手を握りあった私達はそのまま指相撲を始めた。私には必勝法があるので、人差し指を動かしてマイキーの親指をねじ伏せると「卑怯じゃん!」と抗議の声が上がった。うるさいこれは戦術って言うんだ。無視して話を続ける。

「でもそれは記憶をなくす前の私の感情であって今の私の感情じゃないから、もう大丈夫だよ」

何が『大丈夫』なのかは言わなかった。でももう大丈夫。
迷ったけど、やっぱりこれだけは言っておかなくてはいけない。この先誰かが、それこそマイキーだったりエマちゃんだったりケンチンだったりが気が付いて、タケミっち君みたいに心配してくれる可能性があるから、ちゃんと声に出して言って安心させてあげなくてはいけない。

「私ってば、頼りになるカッケェー繭君だからさ。なんかあったらマイキーとエマちゃんを助けなきゃいけないじゃん?」

私はめちゃくちゃカッケェー繭君。マイキーがそう言うならそうなんだろう。
じゃあそれでいい。もう記憶なんて戻んなくて良いんだ。要らないものは捨てたし、カウンセリングももう行かない。
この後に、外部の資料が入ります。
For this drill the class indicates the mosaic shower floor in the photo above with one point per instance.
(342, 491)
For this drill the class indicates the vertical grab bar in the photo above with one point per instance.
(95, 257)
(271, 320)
あの暗そうな導入からまさかそう続くと思っていなかったのか私の大丈夫宣言にマイキーは面食らっていたが、口角を上げた私に釣られたように安堵の笑みを浮かべた。
彼が「うん」と頷くと自然と競い合っていた指が離れ、瞬きをしている間に緩く抱き締められたので私も背中に手を回す。

「真一郎君のお墓参りに行きたい」

独り言のように呟くと「いーよ」と返ってくる。

「明日行きたい」
「いいよ。オレも一緒に行く」
「ありがとう」
「どういたしまして」

明日は学校をサボって朝からお墓参りに行く約束をした。抱き合ったまま「良い天気だといいね」と呟く。

久しぶりにとても晴れやかな気分になった。
真一郎君のお墓参りに行ったら、今思っていることは一度全部忘れよう。難しいことは考えないで、折角タケミっち君が助けてくれたんだから、私は新しい自分になったつもりで毎日楽しく過ごせるようにしよう。小学生の頃のようにちょっとしたことでキレないようにしよう。心穏やかでいよう。

そう決心して迎えた次の日。朝から土砂降りだった。マジでキレそう。